Acquisition Corp., 51 So. 3d 1176, 1179 (Fla. 2d DCA 2010) (explaining party
who “did not own or possess the note and mortgage when it filed its lawsuit
. . . lacked standing to maintain the foreclosure action”); Laing v. Gainey
Builders, Inc., 184 So. 2d 897, 899 (Fla. 1st DCA 1966) (“[T]he assignee of
7 a mortgage and note assigned as collateral security is the real party in
interest, that he holds the legal title to the mortgage and note, and that he,
not the assignor, is the proper party to file a suit to foreclose the mortgage.”).
SHEDD, however, advances the alternative contention that 2655 SW
25 LLC is an affiliated entity with overlapping management and aligned
interests, therefore, the judgment is capable of affirmance. While the former
factual allegation may indeed be true, the record is devoid of any showing of
attendant circumstances that would permit us to disregard the corporate form
and legally impute the action of one entity to another. See Am. Int’l Grp., Inc.
v. Cornerstone Bus., Inc., 872 So. 2d 333, 336 (Fla. 2d DCA 2004) (“A parent
corporation and its wholly-owned subsidiary are separate and distinct legal
entities.”). Because both the ejectment and unjust enrichment counts
implicate the declaration of default and recording of the Deed in Lieu of
Foreclosure, summary judgment on those claims cannot be sustained.

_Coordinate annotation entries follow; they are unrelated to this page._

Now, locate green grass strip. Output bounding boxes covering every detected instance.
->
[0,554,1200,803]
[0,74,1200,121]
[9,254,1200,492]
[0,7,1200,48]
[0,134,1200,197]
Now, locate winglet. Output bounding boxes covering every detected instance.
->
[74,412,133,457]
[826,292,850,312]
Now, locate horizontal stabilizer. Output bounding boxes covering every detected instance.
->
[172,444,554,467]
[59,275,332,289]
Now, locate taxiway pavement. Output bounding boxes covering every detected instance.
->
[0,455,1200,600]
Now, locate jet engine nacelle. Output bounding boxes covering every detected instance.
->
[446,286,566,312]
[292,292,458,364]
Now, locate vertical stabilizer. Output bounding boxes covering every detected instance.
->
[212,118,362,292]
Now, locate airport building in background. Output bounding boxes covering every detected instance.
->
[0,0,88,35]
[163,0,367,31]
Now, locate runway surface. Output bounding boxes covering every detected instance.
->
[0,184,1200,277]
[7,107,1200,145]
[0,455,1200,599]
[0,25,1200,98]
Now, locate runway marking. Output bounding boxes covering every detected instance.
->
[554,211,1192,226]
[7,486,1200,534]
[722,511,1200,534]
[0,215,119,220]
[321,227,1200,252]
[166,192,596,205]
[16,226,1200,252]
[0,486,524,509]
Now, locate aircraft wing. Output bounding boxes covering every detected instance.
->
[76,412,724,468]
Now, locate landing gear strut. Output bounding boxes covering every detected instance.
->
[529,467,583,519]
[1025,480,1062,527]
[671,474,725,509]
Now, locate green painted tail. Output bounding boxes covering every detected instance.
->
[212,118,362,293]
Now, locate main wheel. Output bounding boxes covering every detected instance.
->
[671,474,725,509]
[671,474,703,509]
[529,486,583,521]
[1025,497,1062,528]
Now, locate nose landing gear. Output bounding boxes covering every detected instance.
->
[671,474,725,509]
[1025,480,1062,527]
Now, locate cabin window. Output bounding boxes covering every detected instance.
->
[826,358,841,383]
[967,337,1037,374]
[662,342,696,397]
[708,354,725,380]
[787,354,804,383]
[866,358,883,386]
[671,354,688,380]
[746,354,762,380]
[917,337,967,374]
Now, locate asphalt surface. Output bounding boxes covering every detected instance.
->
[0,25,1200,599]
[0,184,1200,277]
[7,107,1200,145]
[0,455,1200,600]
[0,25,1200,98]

We find no merit, however, to the further assertion that the trial court
erred in refusing to rescind or otherwise void the Forbearance Agreement.
The terms may appear draconian to some, but the contract reflects it was
entered into at arms’ length. As the trial court astutely observed, “when
parties choose to agree upon certain terms and conditions of their contract,
it is not the province of the court to second-guess their wisdom or ‘substitute
8 [its] judgment for that of the parties in order to relieve one from an alleged
hardship of an improvident bargain.’” City of Pompano Beach v. Beatty, 222
So. 3d 598, 600 (Fla. 4th DCA 2017) (alteration in original) (quoting Int'l
Expositions, Inc. v. City of Miami Beach, 274 So. 2d 29, 30–31 (Fla. 3d DCA
1973)). Accordingly, we affirm the judgment under review on all counts, save
that of ejectment and unjust enrichment.
Affirmed in part; reversed in part; and remanded.